Bill seeks to spur early retirement

(ANSA) - Rome, November 4 - The Italian government's economic team, led by Tommaso Nannicini, released a 32-page document on Friday to explain how retirement will change based on provisions in the country's 2017 budget bill.
    Here is a simplified overview of the measures: - VOLUNTARY EARLY RETIREMENT: Can be requested at 63 years of age and 20 years of contributions; is a loan until retirement age for which the cost is borne by the worker. The rate on net pension for each year of early retirement can reach up to 5.5% of the retirement once retirement age is reached. The loan must be paid back within 20 years. In the event of premature death, insurance covers the cost. There are no cuts for pension transfer to a spouse upon death, nor is any collateral required to secure the loan. On a net pension of 1,286 euros per month and a request of 85%, the rate for three years of early retirement should be 208 euros (there are tax breaks) for 13 months. - SOCIAL EARLY RETIREMENT: The needy can request a social early retirement at 63 years old and 30 years of contributions if unemployed or disabled (with a disability level of at least 74%) and 36 years of contributions if involved in particularly onerous activities (for at least six years).
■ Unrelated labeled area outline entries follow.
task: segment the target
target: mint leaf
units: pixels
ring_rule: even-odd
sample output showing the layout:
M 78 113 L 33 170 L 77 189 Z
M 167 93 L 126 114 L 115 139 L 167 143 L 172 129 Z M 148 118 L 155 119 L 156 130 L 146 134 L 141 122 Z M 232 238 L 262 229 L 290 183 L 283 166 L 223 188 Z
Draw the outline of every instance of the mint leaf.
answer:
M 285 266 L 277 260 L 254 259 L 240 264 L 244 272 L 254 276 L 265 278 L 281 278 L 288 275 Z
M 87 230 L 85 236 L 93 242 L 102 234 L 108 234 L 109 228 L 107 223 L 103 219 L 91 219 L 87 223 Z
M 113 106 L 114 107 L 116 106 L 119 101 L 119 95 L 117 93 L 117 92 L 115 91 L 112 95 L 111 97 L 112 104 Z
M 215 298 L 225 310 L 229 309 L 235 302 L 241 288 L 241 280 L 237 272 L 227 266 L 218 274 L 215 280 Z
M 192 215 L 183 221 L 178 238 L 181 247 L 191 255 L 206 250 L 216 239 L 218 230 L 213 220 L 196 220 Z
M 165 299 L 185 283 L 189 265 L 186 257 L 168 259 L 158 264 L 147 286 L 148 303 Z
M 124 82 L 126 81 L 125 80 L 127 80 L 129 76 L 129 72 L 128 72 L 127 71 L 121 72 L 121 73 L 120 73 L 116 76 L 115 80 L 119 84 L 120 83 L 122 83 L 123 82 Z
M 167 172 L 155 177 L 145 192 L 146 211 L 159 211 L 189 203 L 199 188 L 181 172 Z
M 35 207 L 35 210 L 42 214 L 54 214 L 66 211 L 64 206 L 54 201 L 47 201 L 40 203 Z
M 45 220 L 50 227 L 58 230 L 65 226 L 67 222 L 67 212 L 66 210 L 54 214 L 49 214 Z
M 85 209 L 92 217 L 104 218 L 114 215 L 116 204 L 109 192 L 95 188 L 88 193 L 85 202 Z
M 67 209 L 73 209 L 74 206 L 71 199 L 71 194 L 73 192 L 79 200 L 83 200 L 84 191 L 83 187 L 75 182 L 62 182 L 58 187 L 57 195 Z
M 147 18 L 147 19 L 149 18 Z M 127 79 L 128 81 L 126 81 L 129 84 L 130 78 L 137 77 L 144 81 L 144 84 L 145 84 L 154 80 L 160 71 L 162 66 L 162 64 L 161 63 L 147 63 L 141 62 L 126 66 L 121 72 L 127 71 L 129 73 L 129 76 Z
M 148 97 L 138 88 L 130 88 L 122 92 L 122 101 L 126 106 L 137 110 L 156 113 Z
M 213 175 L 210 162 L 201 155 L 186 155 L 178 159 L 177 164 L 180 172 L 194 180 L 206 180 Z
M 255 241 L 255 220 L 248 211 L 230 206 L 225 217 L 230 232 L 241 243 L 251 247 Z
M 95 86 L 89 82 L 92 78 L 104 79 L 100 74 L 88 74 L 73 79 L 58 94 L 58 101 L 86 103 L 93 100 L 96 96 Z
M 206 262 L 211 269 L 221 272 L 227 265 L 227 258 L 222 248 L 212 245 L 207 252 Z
INPS social security agency sends a direct money transfer equal to the pension amount certified at the time of the request (but for 12 months) if less than 1,500 euros gross. The payment is taxed as dependent work and therefore the net amount is greater than an equivalent pension. According to an example in the tables contained in the government's document, with a gross pension of 1,000 euros (865 euros net), the net earnings bridge is 899 euros.
    - COMPANY EARLY RETIREMENT: The requirements are the same as those of the voluntary early retirement (63 years of age and 20 years of contributions) as well as the base financial conditions, but the contribution is disbursed by the company in order to lower the rate on the future pension at the time of retirement age. With a gross monthly pension of 1,000 euros, an early retirement requested at 95% of the net pension and a three-year advance, the company contribution would total 43,505 euros. The contribution would increase to 70,283 euros in the case of a gross pension of 1,615 euros (net 1,286 euros).
    - TEMPORARY INTEGRATIVE INCOME (RITA): As an early retirement part or all of the accumulated capital can be used to obtain a monthly income for up to 36 months prior to retirement age.
    Taxation is between 9% and 15%. With an accumulated capital of 27,539 euros (98 euros a month to receive starting at retirement age) the worker can decide whether to use the money for a year of RITA advance (1,950 euros a month), for two years (975 per month), or three years (650 euros a month). - EARLY WORKERS: For those who deposited at least 12 months of contributions prior to 19 years of age, penalties are eliminated on retirement for those who retire before 62 years old.
    Retirement can be requested with 41 years of contributions if unemployed, disabled, or if work performed was particularly onerous or strenuous, including nursing and obstetric shift work as well as nursery school teaching.
    - NO-TAX AREA EXTENDED: The earnings range for non-taxable income is extended to 8,125 euros annually, including for retirees with less than 75 years of age.
    - INCREASE AND EXTENSION OF 'FOURTEENTH-MONTH SALARY': For retirees with a total personal income less than two times the minimum (2,125,000 pensioners up to 1.5 times the minimum, 1,250,000 between 1.5 and 2 times the minimum). Those who have income up to 1.5 times the minimum (about 750 euros) who now receive variable amounts between 336 and 504 euros in a one-time payment, according to the contributions paid, will have a 30% increase (the 14th-month will be between 437 and 655 euro once a year). Those with incomes between 1.5 and 2 times the minimum (between 750 and 1,000 euros) will have a 14th-month payment for the first time, but with the prior amounts.